Dynamic Cloud Sync is now live on Steam, and it’s a first for any gaming platform currently in operation. It appears to be inspired by a specific use case: playing your favorite PC game on the go via the Steam Deck, then resuming that same game later on your home PC. That concept sounds well and good, but in practice, it requires the logistical step of making sure your game is saved and then uploading that save to the cloud. The idea of tapping through menus, saving, quitting, and watching your device upload a save to the cloud isn’t necessarily compatible with the pick-up-and-go nature of a portable console.
In a statement on its official Steam Community site, Valve all but called out the Nintendo Switch by name in addressing this issue:
We anticipate that users will frequently suspend their Steam Deck without exiting the game, as is common with other handheld gaming devices. With Dynamic Cloud Sync, if they then choose to play on another device (whether a PC or another Steam Deck), their progress will be there waiting for them.
I don’t sleep—I dream (of nifty save file options)
An instruction page on Valve’s Steamworks site clarifies that this function won’t work on existing Steam games until developers implement it via either Steam Auto-Cloud or the ISteamRemoteStorage API. When any Steam device is put to “sleep,” Steam will connect to the Internet and proceed with the same upload of save data that happens whenever a compatible game is quit normally. Should a player put their Steam Deck to sleep, play the same game on a home PC, and then pick up their sleeping Steam Deck to continue the same game, the Deck game will receive a notification about newly downloaded save files. That is the point when devs can implement a flag to load that new save file, quit to the main menu, or whatever other step makes the most sense.
In other words, you’ll need to double-check that a game has had its save file system reviewed and updated by its devs before assuming it’s on board with Valve’s nifty new “resume any time” feature. If the feature works, though, you won’t ever have to manually quit a game that you want to keep playing on another device. Pretty neat!
If a game does not support Dynamic Cloud Sync, the shift from the Steam Deck to a standard PC will be less elegant. As Valve tells devs on Steam, “Any user who suspends their Deck while your game is running and then tries to resume that game on a different device will be prompted to first return to their Deck to close the running process or continue without their most recent save game progress.”
One big question is how the Steam Deck will handle being put to sleep in public spaces without Wi-Fi access. Let’s say someone pauses their in-game progress while riding a bus. Will the Steam Deck routinely check for an Internet connection in order to upload save files to Steam’s cloud service? Or will those players have to tap the Deck’s power button when they get home to ensure that Dynamic Cloud Sync engages? Representatives from Valve did not immediately answer our questions on this front.

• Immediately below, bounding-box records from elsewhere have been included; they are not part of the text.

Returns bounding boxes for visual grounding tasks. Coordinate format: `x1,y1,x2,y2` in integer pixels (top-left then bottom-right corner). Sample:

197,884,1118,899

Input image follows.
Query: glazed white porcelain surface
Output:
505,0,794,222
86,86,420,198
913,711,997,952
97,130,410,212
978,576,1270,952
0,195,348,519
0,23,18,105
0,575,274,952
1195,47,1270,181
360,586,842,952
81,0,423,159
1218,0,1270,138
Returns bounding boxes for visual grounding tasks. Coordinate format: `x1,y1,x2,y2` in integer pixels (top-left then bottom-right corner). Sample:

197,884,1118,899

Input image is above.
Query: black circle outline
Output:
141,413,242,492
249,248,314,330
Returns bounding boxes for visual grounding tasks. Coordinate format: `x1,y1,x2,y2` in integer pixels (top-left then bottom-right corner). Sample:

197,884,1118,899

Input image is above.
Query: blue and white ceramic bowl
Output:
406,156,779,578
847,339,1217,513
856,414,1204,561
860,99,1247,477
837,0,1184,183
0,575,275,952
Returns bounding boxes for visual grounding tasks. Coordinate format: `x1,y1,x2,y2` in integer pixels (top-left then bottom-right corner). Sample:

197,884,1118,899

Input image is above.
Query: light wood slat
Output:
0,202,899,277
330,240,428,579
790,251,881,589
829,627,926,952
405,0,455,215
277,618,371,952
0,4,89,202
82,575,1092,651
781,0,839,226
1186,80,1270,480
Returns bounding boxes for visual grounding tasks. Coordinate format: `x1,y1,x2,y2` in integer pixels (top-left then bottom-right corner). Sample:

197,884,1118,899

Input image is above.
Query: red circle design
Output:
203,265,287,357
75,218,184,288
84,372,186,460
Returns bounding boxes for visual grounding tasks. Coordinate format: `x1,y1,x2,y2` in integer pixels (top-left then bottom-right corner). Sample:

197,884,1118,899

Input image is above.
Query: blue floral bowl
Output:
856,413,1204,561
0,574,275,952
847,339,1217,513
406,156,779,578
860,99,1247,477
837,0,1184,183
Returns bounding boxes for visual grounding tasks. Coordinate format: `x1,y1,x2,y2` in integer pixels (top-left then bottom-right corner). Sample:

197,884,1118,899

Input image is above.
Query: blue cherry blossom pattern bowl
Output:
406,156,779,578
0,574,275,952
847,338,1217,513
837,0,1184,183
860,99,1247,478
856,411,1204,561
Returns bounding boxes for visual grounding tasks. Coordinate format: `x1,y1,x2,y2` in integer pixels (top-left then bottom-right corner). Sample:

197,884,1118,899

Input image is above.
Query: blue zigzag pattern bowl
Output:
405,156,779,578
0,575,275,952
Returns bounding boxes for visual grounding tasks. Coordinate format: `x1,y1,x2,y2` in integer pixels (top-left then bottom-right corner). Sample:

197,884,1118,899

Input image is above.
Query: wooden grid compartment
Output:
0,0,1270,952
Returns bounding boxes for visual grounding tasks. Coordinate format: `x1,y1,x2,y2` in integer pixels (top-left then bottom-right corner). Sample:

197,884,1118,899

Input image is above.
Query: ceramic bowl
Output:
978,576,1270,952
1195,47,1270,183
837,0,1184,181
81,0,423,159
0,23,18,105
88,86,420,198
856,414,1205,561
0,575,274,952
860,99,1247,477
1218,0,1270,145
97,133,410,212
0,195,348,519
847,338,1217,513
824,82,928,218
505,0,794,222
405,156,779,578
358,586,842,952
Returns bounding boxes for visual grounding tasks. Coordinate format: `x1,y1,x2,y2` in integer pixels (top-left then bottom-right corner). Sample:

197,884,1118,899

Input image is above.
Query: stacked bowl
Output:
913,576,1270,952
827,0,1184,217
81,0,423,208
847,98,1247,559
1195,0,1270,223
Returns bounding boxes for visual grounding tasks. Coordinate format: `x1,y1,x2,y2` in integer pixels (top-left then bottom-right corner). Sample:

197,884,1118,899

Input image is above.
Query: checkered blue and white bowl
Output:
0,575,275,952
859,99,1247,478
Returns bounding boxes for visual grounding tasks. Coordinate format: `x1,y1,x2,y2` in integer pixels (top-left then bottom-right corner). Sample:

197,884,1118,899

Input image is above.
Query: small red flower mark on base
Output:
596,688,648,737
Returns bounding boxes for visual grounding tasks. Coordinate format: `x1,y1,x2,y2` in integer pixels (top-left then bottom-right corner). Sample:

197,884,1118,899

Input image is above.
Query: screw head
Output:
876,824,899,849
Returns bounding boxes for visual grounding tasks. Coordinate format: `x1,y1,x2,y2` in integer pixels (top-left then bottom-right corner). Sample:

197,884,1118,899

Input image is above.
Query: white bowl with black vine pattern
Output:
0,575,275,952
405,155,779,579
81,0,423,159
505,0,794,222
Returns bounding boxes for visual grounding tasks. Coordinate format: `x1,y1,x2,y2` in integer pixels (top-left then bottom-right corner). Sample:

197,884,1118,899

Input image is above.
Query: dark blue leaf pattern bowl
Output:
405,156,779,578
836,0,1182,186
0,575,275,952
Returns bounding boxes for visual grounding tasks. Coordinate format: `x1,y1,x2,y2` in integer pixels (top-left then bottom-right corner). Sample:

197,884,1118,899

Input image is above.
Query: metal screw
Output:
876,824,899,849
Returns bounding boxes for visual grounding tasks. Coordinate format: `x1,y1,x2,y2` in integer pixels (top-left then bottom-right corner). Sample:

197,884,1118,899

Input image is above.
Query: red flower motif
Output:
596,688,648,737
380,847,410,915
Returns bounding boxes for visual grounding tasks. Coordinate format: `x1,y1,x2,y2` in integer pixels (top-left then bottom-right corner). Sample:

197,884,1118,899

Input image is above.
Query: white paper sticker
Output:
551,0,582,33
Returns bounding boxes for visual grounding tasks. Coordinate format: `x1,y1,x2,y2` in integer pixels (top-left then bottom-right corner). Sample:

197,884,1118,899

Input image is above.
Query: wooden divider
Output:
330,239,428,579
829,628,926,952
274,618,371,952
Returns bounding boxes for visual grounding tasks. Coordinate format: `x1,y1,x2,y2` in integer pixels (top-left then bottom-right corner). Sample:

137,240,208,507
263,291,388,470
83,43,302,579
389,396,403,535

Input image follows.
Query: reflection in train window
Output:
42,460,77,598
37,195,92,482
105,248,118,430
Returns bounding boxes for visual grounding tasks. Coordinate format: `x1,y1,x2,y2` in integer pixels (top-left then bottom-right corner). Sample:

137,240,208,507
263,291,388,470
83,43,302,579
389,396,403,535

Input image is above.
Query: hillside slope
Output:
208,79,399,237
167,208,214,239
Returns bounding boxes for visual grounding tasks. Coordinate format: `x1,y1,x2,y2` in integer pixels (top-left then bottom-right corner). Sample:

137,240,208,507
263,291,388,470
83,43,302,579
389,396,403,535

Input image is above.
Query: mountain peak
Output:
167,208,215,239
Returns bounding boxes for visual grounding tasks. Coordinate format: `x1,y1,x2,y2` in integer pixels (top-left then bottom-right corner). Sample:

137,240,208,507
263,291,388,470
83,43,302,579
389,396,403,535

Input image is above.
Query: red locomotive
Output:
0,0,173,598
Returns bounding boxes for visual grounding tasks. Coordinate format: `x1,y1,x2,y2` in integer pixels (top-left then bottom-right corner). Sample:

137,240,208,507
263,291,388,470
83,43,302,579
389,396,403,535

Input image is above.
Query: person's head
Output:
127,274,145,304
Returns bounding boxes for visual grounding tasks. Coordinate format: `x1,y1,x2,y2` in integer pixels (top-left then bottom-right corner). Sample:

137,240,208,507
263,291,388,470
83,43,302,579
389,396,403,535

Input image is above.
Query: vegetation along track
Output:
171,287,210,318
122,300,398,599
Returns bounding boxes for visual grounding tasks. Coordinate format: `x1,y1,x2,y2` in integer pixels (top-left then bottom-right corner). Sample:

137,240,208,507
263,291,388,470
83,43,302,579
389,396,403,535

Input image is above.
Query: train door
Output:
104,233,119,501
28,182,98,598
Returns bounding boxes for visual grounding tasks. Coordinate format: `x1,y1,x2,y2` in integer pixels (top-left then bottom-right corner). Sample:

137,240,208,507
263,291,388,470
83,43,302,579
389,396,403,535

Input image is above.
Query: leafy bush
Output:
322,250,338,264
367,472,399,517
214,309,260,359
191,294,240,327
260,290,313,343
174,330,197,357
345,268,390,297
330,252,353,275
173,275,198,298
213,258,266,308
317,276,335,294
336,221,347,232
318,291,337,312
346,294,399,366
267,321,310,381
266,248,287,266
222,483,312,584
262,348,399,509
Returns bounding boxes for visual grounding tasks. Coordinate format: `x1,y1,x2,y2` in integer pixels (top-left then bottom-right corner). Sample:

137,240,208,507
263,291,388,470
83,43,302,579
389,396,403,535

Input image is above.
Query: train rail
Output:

In the modern gaming market, the Xbox comes closest to this level of support. Its own cloud-save functionality supports players picking up and shifting gameplay between console, PC, and cloud platforms. However, Xbox’s ecosystem doesn’t take “sleep mode” into account, and it often assumes the worst about a game running in two instances at once. In these cases, Xbox will serve a pop-up asking whether the existing game instance should be shut down before play can begin on another device, and this could lead to save data not being updated properly for the game in question. (Currently, Steam will give you a warning when a game and account are still running on one PC and someone tries to use the same game and account on another machine.)